Kultur und Wissen
20.03.2025

Das Bayerische Konkordat von 1924

Der Staatskirchenvertrag, den der Freistaat Bayern 1924 mit dem Heiligen Stuhl abschloss, ist bis heute gültig. In welchem historischen Kontext das Konkordat entstand, beleuchtet die Tagung „Normalität, Kalkül, Konflikt“, die die Katholische Akademie in Bayern in Kooperation mit der Hanns-Seidel-Stiftung und der Stiftung Begegnungszentrum Erzdiözese München und Freising im März in Rom veranstaltet. Florian Heinritzi erklärt die Hintergründe des Vertrags.
 

Der Konkordatsabschluss mit Nuntius Eugenio Pacelli in München. Der Konkordatsabschluss mit Nuntius Eugenio Pacelli in München. Foto: © Münchner Stadtmuseum

Als Ende 1918 die Monarchie in Bayern – und nicht nur hier – zu Ende ging, war schnell klar, dass das alte Vertragswerk, das 1817 zwischen dem Heiligen Stuhl und Bayern geschlossen worden war, einer Neugestaltung bedurfte. Das Recht der Besetzung der Bischofsstühle oder der Hälfte der Domkapitel war beispielsweise dem Monarchen vorbehalten – ein Privileg, das man in Rom einer demokratischen und zu Beginn ja revolutionären Regierung nicht zugestehen wollte. Zudem bot sich dem Apostolischen Nuntius in Bayern, dem späteren Papst Pius XII., Eugenio Pacelli, bei einer Neuauflage des Vertrags die Gelegenheit, das 1917 neu in Kraft getretene Kirchenrecht durchzusetzen.  
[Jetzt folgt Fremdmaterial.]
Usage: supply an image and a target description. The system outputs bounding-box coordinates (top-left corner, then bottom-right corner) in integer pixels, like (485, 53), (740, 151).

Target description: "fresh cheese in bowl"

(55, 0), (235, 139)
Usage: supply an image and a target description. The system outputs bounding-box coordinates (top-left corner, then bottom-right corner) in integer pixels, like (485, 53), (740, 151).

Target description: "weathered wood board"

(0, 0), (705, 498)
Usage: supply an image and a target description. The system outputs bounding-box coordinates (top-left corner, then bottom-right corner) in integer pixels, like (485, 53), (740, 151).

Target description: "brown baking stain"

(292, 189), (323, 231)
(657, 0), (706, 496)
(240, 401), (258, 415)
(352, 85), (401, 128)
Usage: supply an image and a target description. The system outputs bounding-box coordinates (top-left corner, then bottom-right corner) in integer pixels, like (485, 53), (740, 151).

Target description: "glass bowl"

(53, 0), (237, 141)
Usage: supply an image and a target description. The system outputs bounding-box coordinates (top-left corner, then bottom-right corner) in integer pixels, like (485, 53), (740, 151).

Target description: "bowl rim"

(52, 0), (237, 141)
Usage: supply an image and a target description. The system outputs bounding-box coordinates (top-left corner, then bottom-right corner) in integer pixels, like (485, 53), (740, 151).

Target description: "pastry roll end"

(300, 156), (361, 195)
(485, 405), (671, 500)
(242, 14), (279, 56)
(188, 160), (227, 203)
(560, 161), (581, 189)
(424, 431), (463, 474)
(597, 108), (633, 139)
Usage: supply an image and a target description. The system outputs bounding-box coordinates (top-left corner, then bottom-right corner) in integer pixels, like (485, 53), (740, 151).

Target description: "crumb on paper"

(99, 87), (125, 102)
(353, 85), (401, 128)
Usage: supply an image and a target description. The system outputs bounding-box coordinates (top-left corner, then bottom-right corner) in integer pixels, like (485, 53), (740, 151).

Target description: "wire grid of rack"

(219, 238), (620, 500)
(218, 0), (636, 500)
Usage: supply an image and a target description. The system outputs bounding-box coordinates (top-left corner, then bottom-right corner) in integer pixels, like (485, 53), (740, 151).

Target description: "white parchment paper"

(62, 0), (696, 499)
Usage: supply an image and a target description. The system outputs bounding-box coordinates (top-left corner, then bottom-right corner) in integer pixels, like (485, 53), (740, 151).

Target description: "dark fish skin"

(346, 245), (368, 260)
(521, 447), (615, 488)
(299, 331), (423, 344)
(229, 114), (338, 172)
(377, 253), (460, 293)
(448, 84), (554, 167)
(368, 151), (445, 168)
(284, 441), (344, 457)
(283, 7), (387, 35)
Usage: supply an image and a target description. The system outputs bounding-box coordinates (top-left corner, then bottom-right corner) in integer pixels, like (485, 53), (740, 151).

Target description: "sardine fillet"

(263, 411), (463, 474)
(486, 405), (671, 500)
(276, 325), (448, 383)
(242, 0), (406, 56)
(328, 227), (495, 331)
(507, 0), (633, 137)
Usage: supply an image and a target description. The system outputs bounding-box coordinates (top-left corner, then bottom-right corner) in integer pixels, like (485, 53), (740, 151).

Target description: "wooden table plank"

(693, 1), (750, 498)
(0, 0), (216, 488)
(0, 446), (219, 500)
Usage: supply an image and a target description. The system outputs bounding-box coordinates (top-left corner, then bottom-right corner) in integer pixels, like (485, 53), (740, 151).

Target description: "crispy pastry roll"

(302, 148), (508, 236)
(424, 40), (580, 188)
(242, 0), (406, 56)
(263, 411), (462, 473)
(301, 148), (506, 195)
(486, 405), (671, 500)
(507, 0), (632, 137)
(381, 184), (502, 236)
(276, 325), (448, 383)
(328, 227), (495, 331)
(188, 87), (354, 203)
Zu Beginn der Verhandlungen für ein neues Konkordat musste geklärt werden, ob Bayern überhaupt in der Lage war, noch völkerrechtliche Verträge zu schließen, nachdem die Weimarer Reichsverfassung klar bestimmte, dass die Pflege der Beziehungen zu auswärtigen Staaten ausschließliche Sache des Reiches sei. Aus drei Gründen konnten die Verhandlungen jedoch beginnen: weil Bayern der einzige deutsche Teilstaat war, der volle diplomatische Beziehungen zum Heiligen Stuhl unterhielt, weil Rom sich vom katholisch geprägten Bayern einen einfacheren Verhandlungspartner erhoffte und weil auch das Reich sowie Preußen keine Einwände erhoben. Die Bayerische Gesandtschaft am Heiligen Stuhl war die letzte Auslandsvertretung, die Bayern noch geblieben war; sie war so etwas wie der letzte Rest des Gefühls staatlicher Eigenständigkeit. Deshalb hatte der Erhalt der Gesandtschaft als auch das Zustandekommen eines neuen Konkordates für Bayern hohe Bedeutung.

Wer ernennt die Bischöfe?

Zu Beginn der Verhandlungen reichte Pacelli eine Liste mit verschiedenen Punkten bei der bayerischen Regierung ein, die er als Grundlage für die Vertragsverhandlungen betrachtete. Während man viele Punkte ohne große Diskussion gleich übernahm, gestalteten sich die Verhandlungen zu anderen Fragen schwierig. Bei den Verhandlungen zum ersten Konkordat von 1817 hatte Bayern erreicht, dass dem König das Nominationsrecht zugestanden wurde – also das Recht, den Bischof zu ernennen, das zu dieser Zeit katholischen Monarchen allgemein als päpstlicher Gnadenerweis eingeräumt wurde. Darüber hinaus ernannte der König auch Teile der Domkapitel und mancher Pfarrstellen. Hiervon versuchte man sich seitens der bayerischen Regierung zumindest ein wenig Mitsprache zu bewahren.  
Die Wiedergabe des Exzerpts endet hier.